Note d’intention de Joris Lacoste:
Luciano Berio a précisément défini le genre qu’il appelle « théâtre d’oreille” : un type de spectacle dont la théâtralité est proprement interne à l’expression vocale : c’est dans les mouvements de la parole chantée, dans la tension entre l’articulation vocale et le sens, dans le jeu des registres les plus hétérogènes, dans les rapports d’harmonie et d’accompagnement, que se situe tout le “théâtre”. Il n’y a pas de personnages à proprement parler, encore moins d’intrigue ou d’argument. Les phrases elles-mêmes, les paroles, les voix, sont les vrais personnages de la pièce. Le langage lui-même (les langues) est toute la narration, de A à Z (Z =“Ronne”). C’est un théâtre mental. La toute première version d’A-Ronne était de fait une pièce radiophonique. Dès lors, quel intérêt d’en faire un spectacle plutôt qu’un concert ? Qu’est-ce que la mise en scène des 8 chanteurs et chanteuses peut apporter à cette pièce emblématique ?
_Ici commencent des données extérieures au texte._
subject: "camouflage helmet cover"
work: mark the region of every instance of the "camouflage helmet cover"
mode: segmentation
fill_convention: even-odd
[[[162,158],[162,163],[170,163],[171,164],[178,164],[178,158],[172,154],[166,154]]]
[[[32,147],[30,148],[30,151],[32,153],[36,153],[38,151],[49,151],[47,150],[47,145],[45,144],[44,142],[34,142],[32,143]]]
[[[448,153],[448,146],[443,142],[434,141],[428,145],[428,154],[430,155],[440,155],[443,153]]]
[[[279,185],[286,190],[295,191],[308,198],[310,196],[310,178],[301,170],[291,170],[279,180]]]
Je travaille depuis longtemps sur ma propre idée de “théâtre d’oreille” : que ce soit dans la pièce d’hypnose Le vrai spectacle (qui proposait littéralement au spectateur de rêver son propre spectacle) ou dans la récente série des quatre Suites de l’Encyclopédie de la parole, ma démarche a toujours consisté à explorer et à exposer les relations entre la parole dans toute sa matérialité et les représentations mentales multiples qu’elle suscite chez les spectateurs.
Dans A-Ronne, ce qui fera toute la différence entre un concert et un spectacle, ce n’est pas des couches de représentation ou de figuration que je voudrais rajouter en plus dans l’idée de combler des manques. Il s’agit au contraire d’ôter tout ce qui peut faire obstacle, tout l’apparatus du concert : la disposition statique des chanteurs, les micros sur pieds, les pupitres, la lecture. En mettant les interprètes en mouvement au centre du public, en créant une lumière de qualité mentale, en travaillant sur les positions et rapports dans l’espace, sur une gestualité intrinsèque à l’expression vocale, sur des adresses concrètes et directes, je crois qu’on peut à la fois rendre justice au « théâtre d’oreille » de Berio tout en inventant un nouveau type (intimiste, onirique, infra-spectaculaire) d’opéra.